Я снова в городе, в двухэтажном белом доме, похожем на гроб, общий для множества людей. Дом новый, но какой-то худосочный, вспухший, точно нищий, который внезапно разбогател и тотчас объелся до ожирения. Он стоит боком на улицу, в каждом этаже его по восемь окон, а там, где должно бы находиться лицо дома, – по четыре окна; нижние смотрят в узенький проезд, на двор, верхние – через забор, на маленький домик прачки и в грязный овраг.
Улицы, как я привык понимать ее, – нет; перед домом распластался грязный овраг, в двух местах его перерезали узкие дамбы. Налево овраг выходит к арестантским ротам, в него сваливают мусор со дворов, и на дне его стоит лужа густой темно-зеленой грязи; направо, в конце оврага, киснет илистый Звездин пруд, а центр оврага – как раз против дома; половина засыпана сором, заросла крапивой, лопухами, конским щавелем, в другой половине священник Доримедонт Покровский развел сад; в саду – беседка из тонких дранок, окрашенных зеленою краской. Если в эту беседку бросать камни – дранки с треском лопаются.
Место донельзя скучное, нахально грязное; осень жестоко изуродовала сорную глинистую землю, претворив ее в рыжую смолу, цепко хватающую за ноги. Я никогда еще не видал так много грязи на пространстве столь небольшом, и, после привычки к чистоте поля, леса, этот угол города возбуждал у меня тоску.

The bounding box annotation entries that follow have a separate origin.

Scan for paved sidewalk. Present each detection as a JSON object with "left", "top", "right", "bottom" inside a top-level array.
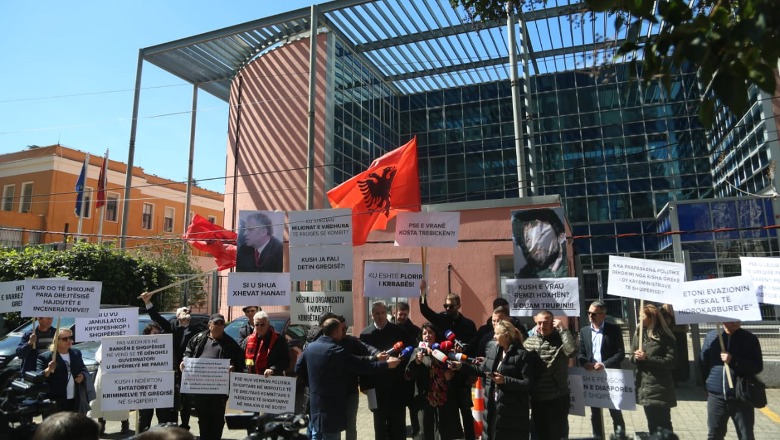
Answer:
[{"left": 101, "top": 385, "right": 780, "bottom": 440}]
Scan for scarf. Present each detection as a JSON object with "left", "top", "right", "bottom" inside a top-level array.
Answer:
[
  {"left": 244, "top": 327, "right": 279, "bottom": 374},
  {"left": 425, "top": 359, "right": 447, "bottom": 407}
]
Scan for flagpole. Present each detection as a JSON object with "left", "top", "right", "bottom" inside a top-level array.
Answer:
[
  {"left": 96, "top": 148, "right": 108, "bottom": 243},
  {"left": 76, "top": 153, "right": 89, "bottom": 242}
]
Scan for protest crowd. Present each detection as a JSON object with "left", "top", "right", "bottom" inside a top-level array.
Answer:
[{"left": 9, "top": 281, "right": 762, "bottom": 440}]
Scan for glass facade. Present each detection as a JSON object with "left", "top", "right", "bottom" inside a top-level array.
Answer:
[
  {"left": 326, "top": 37, "right": 778, "bottom": 296},
  {"left": 329, "top": 38, "right": 400, "bottom": 185}
]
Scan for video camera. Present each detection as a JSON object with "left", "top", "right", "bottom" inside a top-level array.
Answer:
[
  {"left": 225, "top": 413, "right": 309, "bottom": 440},
  {"left": 0, "top": 371, "right": 57, "bottom": 440}
]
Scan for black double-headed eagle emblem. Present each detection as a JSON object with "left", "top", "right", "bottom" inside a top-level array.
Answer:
[{"left": 358, "top": 167, "right": 398, "bottom": 216}]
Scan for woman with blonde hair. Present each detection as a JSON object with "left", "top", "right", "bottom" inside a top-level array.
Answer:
[
  {"left": 629, "top": 304, "right": 677, "bottom": 435},
  {"left": 464, "top": 320, "right": 536, "bottom": 440}
]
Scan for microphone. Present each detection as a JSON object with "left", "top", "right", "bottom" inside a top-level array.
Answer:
[
  {"left": 382, "top": 341, "right": 404, "bottom": 356},
  {"left": 444, "top": 330, "right": 465, "bottom": 350},
  {"left": 431, "top": 350, "right": 448, "bottom": 364},
  {"left": 439, "top": 341, "right": 455, "bottom": 351},
  {"left": 447, "top": 351, "right": 481, "bottom": 365}
]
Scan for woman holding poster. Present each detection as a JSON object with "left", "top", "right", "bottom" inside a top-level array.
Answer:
[{"left": 629, "top": 304, "right": 677, "bottom": 435}]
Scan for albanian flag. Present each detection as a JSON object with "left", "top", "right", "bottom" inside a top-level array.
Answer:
[
  {"left": 184, "top": 214, "right": 236, "bottom": 270},
  {"left": 328, "top": 138, "right": 420, "bottom": 246}
]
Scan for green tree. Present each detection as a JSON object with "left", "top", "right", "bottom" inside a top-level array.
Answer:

За оврагом тянутся серые ветхие заборы, и далеко среди них я вижу бурый домишко, в котором жил зимою, будучи мальчиком в магазине. Близость этого дома еще более угнетает меня. Почему мне снова пришлось жить на этой улице?
Хозяина моего я знаю, он бывал в гостях у матери моей вместе с братом своим, который смешно пищал:
– Андрей-папа, Андрей-папа.
Они оба такие же, как были: старший, горбоносый, с длинными волосами, приятен и, кажется, добрый; младший, Виктор, остался с тем же лошадиным лицом и в таких же веснушках. Их мать – сестра моей бабушки – очень сердита и криклива. Старший – женат, жена у него пышная, белая, как пшеничный хлеб, у нее большие темные глаза.

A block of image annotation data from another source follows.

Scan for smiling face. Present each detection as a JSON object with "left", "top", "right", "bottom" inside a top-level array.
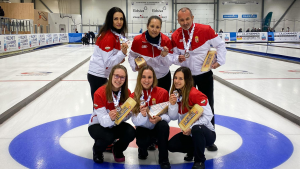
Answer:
[
  {"left": 174, "top": 72, "right": 185, "bottom": 90},
  {"left": 113, "top": 12, "right": 124, "bottom": 29},
  {"left": 147, "top": 19, "right": 161, "bottom": 38},
  {"left": 178, "top": 10, "right": 194, "bottom": 30},
  {"left": 111, "top": 69, "right": 126, "bottom": 91},
  {"left": 141, "top": 69, "right": 153, "bottom": 90}
]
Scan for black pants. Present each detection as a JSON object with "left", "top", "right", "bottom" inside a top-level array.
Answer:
[
  {"left": 157, "top": 71, "right": 172, "bottom": 93},
  {"left": 88, "top": 122, "right": 135, "bottom": 153},
  {"left": 168, "top": 125, "right": 216, "bottom": 162},
  {"left": 193, "top": 71, "right": 215, "bottom": 126},
  {"left": 88, "top": 73, "right": 107, "bottom": 103},
  {"left": 136, "top": 120, "right": 170, "bottom": 163}
]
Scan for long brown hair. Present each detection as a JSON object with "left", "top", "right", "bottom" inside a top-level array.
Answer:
[
  {"left": 105, "top": 65, "right": 129, "bottom": 103},
  {"left": 171, "top": 67, "right": 194, "bottom": 111},
  {"left": 132, "top": 65, "right": 158, "bottom": 116},
  {"left": 96, "top": 7, "right": 127, "bottom": 41}
]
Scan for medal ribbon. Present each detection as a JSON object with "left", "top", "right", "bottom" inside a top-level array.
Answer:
[
  {"left": 140, "top": 87, "right": 153, "bottom": 105},
  {"left": 112, "top": 88, "right": 121, "bottom": 108},
  {"left": 145, "top": 35, "right": 164, "bottom": 51},
  {"left": 182, "top": 24, "right": 195, "bottom": 53},
  {"left": 111, "top": 30, "right": 128, "bottom": 43}
]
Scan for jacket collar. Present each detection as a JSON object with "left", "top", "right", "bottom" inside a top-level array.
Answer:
[{"left": 181, "top": 22, "right": 196, "bottom": 33}]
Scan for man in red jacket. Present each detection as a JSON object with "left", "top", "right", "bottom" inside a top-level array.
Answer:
[{"left": 172, "top": 7, "right": 226, "bottom": 157}]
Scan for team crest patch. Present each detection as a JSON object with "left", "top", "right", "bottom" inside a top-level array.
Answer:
[{"left": 195, "top": 36, "right": 199, "bottom": 43}]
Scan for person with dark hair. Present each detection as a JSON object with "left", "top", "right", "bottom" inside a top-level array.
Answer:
[
  {"left": 130, "top": 65, "right": 171, "bottom": 169},
  {"left": 90, "top": 31, "right": 95, "bottom": 44},
  {"left": 87, "top": 7, "right": 128, "bottom": 152},
  {"left": 128, "top": 16, "right": 173, "bottom": 92},
  {"left": 88, "top": 7, "right": 128, "bottom": 100},
  {"left": 88, "top": 65, "right": 135, "bottom": 163},
  {"left": 172, "top": 7, "right": 226, "bottom": 155},
  {"left": 0, "top": 6, "right": 5, "bottom": 16},
  {"left": 81, "top": 33, "right": 89, "bottom": 45},
  {"left": 168, "top": 67, "right": 216, "bottom": 169},
  {"left": 86, "top": 31, "right": 91, "bottom": 43}
]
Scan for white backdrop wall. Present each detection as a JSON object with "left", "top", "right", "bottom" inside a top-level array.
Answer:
[
  {"left": 219, "top": 0, "right": 262, "bottom": 32},
  {"left": 31, "top": 0, "right": 300, "bottom": 33},
  {"left": 82, "top": 0, "right": 126, "bottom": 33},
  {"left": 48, "top": 13, "right": 81, "bottom": 33},
  {"left": 128, "top": 0, "right": 172, "bottom": 33},
  {"left": 265, "top": 0, "right": 300, "bottom": 32},
  {"left": 35, "top": 0, "right": 79, "bottom": 14}
]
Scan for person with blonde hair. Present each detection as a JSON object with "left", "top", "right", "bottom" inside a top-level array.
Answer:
[
  {"left": 168, "top": 67, "right": 216, "bottom": 169},
  {"left": 130, "top": 65, "right": 171, "bottom": 169},
  {"left": 88, "top": 65, "right": 135, "bottom": 163}
]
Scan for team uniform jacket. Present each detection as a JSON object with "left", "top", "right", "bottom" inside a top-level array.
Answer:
[
  {"left": 128, "top": 32, "right": 173, "bottom": 79},
  {"left": 130, "top": 87, "right": 170, "bottom": 129},
  {"left": 88, "top": 30, "right": 126, "bottom": 78},
  {"left": 168, "top": 87, "right": 215, "bottom": 131},
  {"left": 172, "top": 23, "right": 226, "bottom": 76},
  {"left": 89, "top": 85, "right": 131, "bottom": 128}
]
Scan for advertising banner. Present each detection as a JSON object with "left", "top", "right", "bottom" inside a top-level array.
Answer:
[
  {"left": 58, "top": 33, "right": 69, "bottom": 42},
  {"left": 38, "top": 34, "right": 47, "bottom": 46},
  {"left": 52, "top": 33, "right": 58, "bottom": 44},
  {"left": 130, "top": 0, "right": 172, "bottom": 22},
  {"left": 0, "top": 33, "right": 69, "bottom": 53},
  {"left": 46, "top": 33, "right": 53, "bottom": 45},
  {"left": 0, "top": 36, "right": 3, "bottom": 53},
  {"left": 274, "top": 32, "right": 299, "bottom": 42},
  {"left": 17, "top": 35, "right": 29, "bottom": 49},
  {"left": 3, "top": 35, "right": 17, "bottom": 52},
  {"left": 218, "top": 33, "right": 230, "bottom": 42},
  {"left": 29, "top": 35, "right": 39, "bottom": 47},
  {"left": 236, "top": 32, "right": 268, "bottom": 42}
]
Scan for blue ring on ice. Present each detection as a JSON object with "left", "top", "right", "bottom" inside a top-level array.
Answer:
[{"left": 9, "top": 115, "right": 294, "bottom": 169}]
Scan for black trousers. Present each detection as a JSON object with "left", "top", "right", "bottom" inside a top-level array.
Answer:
[
  {"left": 168, "top": 125, "right": 216, "bottom": 162},
  {"left": 136, "top": 120, "right": 170, "bottom": 163},
  {"left": 88, "top": 122, "right": 135, "bottom": 153},
  {"left": 157, "top": 70, "right": 172, "bottom": 92},
  {"left": 87, "top": 73, "right": 107, "bottom": 104},
  {"left": 193, "top": 71, "right": 215, "bottom": 126}
]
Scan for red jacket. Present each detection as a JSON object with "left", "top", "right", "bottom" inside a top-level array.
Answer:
[{"left": 89, "top": 85, "right": 131, "bottom": 127}]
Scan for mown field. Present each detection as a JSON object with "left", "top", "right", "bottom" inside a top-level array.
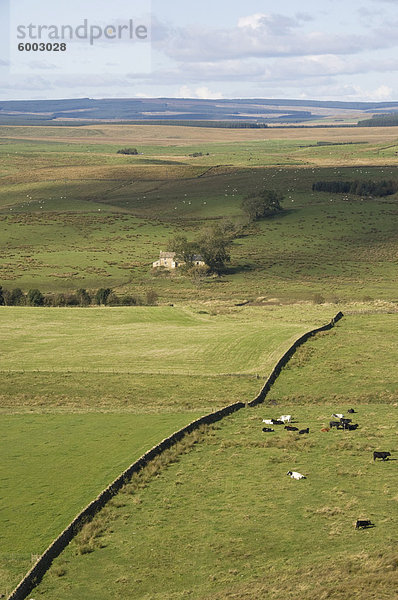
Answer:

В первые же дни она раза два сказала мне:
– Я подарила матери твоей шелковую тальму, со стеклярусом...
Мне почему-то не хотелось верить, что она подарила, а мать приняла подарок. Когда же она напомнила мне об этой тальме еще раз, я посоветовал ей:
– Подарила, так уж не хвастайся.
Она испуганно отскочила от меня.
– Что-о? Ты с кем говоришь?
Лицо ее покрылось красными пятнами, глаза выкатились, она позвала мужа.
Он пришел в кухню с циркулем в руках, с карандашом за ухом, выслушал жену и сказал мне.
– Ей и всем надо говорить – вы. А дерзостей не надо говорить!
Потом нетерпеливо сказал жене:
– Не беспокой ты меня пустяками!
– Как – пустяки? Если твоя родня...
– Черт ее возьми, родню! – закричал хозяин и убежал.
Мне тоже не нравилось, что эти люди – родня бабушке; по моим наблюдениям, родственники относятся друг ко другу хуже чужих: больше чужих зная друг о друге худого и смешного, они злее сплетничают, чаще ссорятся и дерутся.
Хозяин понравился мне, он красиво встряхивал волосами, заправляя их за уши, и напоминал мне чем-то Хорошее Дело. Часто, с удовольствием смеялся, его серые глаза смотрели добродушно, около ястребиного носа забавно играли смешные морщинки.
– Довольно вам ругаться, звери-курицы! – говорил он жене и матери, обнажая мягкой улыбкой мелкие плотные зубы.